Comment résoudre la difficile équation entre un tourisme de masse en pleine expansion et la préservation des sites protégés ? Le Sénat a adopté jeudi 21 novembre 2019 en première lecture une proposition de loi permettant aux maires de réguler leur fréquentation.

Il a en outre adopté, avec un avis « très favorable » du gouvernement, un amendement du socialiste Jérôme Durain visant à sanctionner les atterrissages sauvages d’avions dans les zones de montagne.

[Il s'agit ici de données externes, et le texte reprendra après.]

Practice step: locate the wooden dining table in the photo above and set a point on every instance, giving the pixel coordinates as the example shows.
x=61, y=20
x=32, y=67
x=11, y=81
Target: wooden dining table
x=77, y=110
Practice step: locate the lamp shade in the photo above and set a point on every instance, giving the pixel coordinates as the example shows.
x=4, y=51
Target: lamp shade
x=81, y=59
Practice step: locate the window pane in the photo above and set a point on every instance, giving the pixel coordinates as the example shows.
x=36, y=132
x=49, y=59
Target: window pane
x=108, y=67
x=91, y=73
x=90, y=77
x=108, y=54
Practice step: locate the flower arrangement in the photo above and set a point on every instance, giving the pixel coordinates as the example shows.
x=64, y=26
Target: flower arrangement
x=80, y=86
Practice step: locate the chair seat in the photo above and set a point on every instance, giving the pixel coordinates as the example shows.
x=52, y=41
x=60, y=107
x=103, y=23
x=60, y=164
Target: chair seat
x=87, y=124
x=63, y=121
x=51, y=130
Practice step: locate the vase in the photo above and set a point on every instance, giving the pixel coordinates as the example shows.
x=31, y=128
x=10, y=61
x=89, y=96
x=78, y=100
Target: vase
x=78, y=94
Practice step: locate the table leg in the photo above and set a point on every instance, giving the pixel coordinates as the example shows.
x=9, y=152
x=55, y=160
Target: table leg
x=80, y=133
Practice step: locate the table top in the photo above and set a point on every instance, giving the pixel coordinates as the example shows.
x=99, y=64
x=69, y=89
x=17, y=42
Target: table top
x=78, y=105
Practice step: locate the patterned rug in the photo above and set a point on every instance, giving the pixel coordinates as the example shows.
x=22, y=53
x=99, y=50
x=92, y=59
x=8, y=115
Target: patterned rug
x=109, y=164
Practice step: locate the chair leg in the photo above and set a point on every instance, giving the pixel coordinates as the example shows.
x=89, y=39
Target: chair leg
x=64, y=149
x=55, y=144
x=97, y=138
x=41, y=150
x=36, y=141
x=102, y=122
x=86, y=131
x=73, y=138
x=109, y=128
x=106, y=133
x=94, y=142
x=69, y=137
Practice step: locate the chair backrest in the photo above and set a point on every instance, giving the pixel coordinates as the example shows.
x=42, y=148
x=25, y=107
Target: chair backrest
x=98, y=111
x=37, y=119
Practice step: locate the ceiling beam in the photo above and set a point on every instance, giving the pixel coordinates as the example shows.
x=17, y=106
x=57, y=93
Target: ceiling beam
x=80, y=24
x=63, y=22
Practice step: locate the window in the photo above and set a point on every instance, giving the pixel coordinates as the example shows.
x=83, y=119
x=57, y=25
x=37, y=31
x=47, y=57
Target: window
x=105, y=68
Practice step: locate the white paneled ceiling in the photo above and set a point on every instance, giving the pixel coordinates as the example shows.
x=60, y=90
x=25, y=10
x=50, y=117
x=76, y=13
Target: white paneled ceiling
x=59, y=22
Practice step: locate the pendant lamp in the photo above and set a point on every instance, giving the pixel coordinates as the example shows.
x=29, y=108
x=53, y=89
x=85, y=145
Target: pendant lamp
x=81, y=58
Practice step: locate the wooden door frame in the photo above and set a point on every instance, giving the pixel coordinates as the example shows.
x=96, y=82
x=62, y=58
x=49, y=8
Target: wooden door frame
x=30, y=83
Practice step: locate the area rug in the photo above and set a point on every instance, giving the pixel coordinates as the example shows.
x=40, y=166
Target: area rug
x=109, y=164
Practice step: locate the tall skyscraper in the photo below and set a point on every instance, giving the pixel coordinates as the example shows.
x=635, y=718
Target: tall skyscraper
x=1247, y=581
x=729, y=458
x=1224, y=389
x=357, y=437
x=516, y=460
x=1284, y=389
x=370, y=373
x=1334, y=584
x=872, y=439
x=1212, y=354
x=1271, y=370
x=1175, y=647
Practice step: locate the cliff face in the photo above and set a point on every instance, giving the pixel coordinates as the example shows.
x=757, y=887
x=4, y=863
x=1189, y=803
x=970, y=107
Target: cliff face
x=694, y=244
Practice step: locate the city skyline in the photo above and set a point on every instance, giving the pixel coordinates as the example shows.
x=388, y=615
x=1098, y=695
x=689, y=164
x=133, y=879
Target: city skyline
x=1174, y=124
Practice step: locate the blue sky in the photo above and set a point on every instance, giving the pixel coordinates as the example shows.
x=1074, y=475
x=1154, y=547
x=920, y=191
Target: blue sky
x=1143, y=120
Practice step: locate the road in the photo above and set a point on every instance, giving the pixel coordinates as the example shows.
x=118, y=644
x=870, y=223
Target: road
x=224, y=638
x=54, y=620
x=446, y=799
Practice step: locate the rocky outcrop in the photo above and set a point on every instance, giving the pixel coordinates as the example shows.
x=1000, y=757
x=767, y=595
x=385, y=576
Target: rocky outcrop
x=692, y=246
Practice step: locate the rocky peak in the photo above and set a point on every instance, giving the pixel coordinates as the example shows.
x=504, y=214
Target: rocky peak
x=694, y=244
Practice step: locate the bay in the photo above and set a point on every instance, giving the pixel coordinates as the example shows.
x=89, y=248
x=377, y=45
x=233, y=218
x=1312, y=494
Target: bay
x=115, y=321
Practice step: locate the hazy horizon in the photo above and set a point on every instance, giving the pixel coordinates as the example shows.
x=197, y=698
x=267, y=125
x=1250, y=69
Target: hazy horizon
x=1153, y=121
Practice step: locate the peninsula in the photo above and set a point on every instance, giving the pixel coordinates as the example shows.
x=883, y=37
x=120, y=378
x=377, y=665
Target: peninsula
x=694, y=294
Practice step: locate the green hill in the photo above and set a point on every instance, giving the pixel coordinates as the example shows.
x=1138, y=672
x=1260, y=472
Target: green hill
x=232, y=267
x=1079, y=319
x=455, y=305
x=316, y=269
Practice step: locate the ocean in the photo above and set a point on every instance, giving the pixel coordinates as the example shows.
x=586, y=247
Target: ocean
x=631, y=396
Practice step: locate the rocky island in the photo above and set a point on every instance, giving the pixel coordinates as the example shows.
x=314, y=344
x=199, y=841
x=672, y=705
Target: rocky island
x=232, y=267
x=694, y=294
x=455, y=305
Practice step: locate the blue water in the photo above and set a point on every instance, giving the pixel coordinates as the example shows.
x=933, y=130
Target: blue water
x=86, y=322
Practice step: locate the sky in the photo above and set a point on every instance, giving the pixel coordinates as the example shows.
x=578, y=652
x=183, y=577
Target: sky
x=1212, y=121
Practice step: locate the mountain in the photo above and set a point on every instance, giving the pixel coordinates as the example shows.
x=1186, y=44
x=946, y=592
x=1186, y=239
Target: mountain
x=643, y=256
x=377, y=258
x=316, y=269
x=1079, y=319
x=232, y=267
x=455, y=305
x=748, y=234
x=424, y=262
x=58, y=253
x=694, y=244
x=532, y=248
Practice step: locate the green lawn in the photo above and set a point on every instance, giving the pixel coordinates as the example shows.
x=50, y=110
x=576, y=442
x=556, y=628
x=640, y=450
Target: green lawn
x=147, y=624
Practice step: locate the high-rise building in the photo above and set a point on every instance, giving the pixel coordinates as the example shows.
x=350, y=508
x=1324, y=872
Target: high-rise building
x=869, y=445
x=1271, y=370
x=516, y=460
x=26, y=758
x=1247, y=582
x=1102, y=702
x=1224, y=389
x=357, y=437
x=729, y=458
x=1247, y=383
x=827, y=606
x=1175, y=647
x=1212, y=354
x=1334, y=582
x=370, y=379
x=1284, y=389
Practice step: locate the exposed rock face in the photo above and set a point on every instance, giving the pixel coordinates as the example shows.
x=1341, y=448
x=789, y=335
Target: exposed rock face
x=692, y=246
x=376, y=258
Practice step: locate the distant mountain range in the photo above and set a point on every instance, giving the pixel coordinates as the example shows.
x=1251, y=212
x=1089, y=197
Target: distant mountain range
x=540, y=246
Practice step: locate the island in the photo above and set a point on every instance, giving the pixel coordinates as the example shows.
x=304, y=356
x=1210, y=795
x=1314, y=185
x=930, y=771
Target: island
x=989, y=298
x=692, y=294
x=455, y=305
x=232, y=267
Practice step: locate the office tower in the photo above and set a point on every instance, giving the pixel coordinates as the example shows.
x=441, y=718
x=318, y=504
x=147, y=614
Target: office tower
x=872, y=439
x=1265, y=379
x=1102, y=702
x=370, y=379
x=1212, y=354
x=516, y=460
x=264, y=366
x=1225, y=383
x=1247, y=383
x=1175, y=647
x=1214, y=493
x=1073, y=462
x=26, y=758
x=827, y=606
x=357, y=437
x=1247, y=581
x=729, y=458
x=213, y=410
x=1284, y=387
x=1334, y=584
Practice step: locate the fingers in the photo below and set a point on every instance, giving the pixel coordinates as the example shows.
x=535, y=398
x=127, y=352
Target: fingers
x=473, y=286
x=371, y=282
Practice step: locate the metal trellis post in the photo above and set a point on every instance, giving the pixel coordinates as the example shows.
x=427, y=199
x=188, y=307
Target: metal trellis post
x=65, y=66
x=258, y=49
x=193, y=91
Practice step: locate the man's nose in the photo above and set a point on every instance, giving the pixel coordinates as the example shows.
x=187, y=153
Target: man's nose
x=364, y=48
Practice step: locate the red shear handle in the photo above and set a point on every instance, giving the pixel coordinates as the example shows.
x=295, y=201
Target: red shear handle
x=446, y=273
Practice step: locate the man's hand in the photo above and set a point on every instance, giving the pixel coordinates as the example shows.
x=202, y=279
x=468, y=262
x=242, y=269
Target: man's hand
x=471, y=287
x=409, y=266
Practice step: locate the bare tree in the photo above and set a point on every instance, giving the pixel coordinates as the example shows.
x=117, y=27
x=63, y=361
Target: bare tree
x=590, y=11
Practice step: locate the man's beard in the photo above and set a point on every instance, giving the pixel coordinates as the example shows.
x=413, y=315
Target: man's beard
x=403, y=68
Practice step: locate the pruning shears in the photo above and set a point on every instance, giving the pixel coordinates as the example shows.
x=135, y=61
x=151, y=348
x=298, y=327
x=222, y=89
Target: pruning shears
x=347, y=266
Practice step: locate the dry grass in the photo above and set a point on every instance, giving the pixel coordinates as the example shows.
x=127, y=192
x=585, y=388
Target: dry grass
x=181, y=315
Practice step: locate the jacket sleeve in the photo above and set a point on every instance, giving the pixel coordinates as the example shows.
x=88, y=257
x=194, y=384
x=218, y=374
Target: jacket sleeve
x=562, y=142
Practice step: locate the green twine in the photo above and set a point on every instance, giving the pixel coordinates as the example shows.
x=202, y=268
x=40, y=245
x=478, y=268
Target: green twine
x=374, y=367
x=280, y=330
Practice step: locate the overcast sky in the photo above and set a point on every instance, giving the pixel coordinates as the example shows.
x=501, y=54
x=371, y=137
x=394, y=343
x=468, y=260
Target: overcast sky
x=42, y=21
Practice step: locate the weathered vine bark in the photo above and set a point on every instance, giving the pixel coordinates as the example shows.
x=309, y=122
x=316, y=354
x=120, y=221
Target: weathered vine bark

7 000 touristes par jour sur les 7 km de long et 3 km de large de l’île de Porquerolles au pic de la saison touristique au mois d’août, 16 000 touristes par jour l’été sur la dune du Pilat, 30 000 touristes par jour sur le Mont-Saint-Michel ou encore 800 000 visiteurs par an dans les gorges du Verdon : avec ces chiffres, l’auteur de la proposition de loi Jérôme Bignon (Indépendants) a illustré l’ampleur du phénomène de « saturation touristique » dont sont « victimes » de nombreux sites naturels et culturels.

Co-signée par des élus sur tous les bancs du Sénat, la proposition de loi doit encore être adoptée par l’Assemblée nationale.

La secrétaire d’État auprès de la ministre de la Transition écologique, Emmanuelle Wargon, l’a jugée « intéressante ». Le gouvernement est « favorable à l’esprit général » du texte, qui « répond à une vraie urgence », même s’il nécessitera des « aménagements » au cours de la navette parlementaire, a-t-elle déclaré.

Voté durant la semaine du Congrès des maires, le texte donne aux édiles un nouvel outil juridique : si la sur-fréquentation est de nature à compromettre le caractère d’un site, le maire pourra prendre un arrêté motivé en réglementant l’accès et la circulation aux véhicules, mais aussi aux personnes.

Le texte renvoie à un décret le soin de prévoir une consultation des parties prenantes locales.

L’amendement de M. Durain prévoit l’interdiction d’atterrissage d’avions et de dépose de passagers « à des fins de loisirs » dans les zones de montagne, assortie d’une peine d’un an d’emprisonnement et 150 000 euros d’amende.

L’atterrissage d’un avion de tourisme au sommet du Mont-Blanc le 18 juin 2019 « a mis en lumière le caractère lacunaire de notre arsenal législatif pour lutter contre de tels comportements qui contreviennent aux usages en vigueur en montagne, transgressent les lois en matière de protection de l’environnement et viennent participer à la saturation de sites remarquables », a souligné le sénateur de Saône-et-Loire.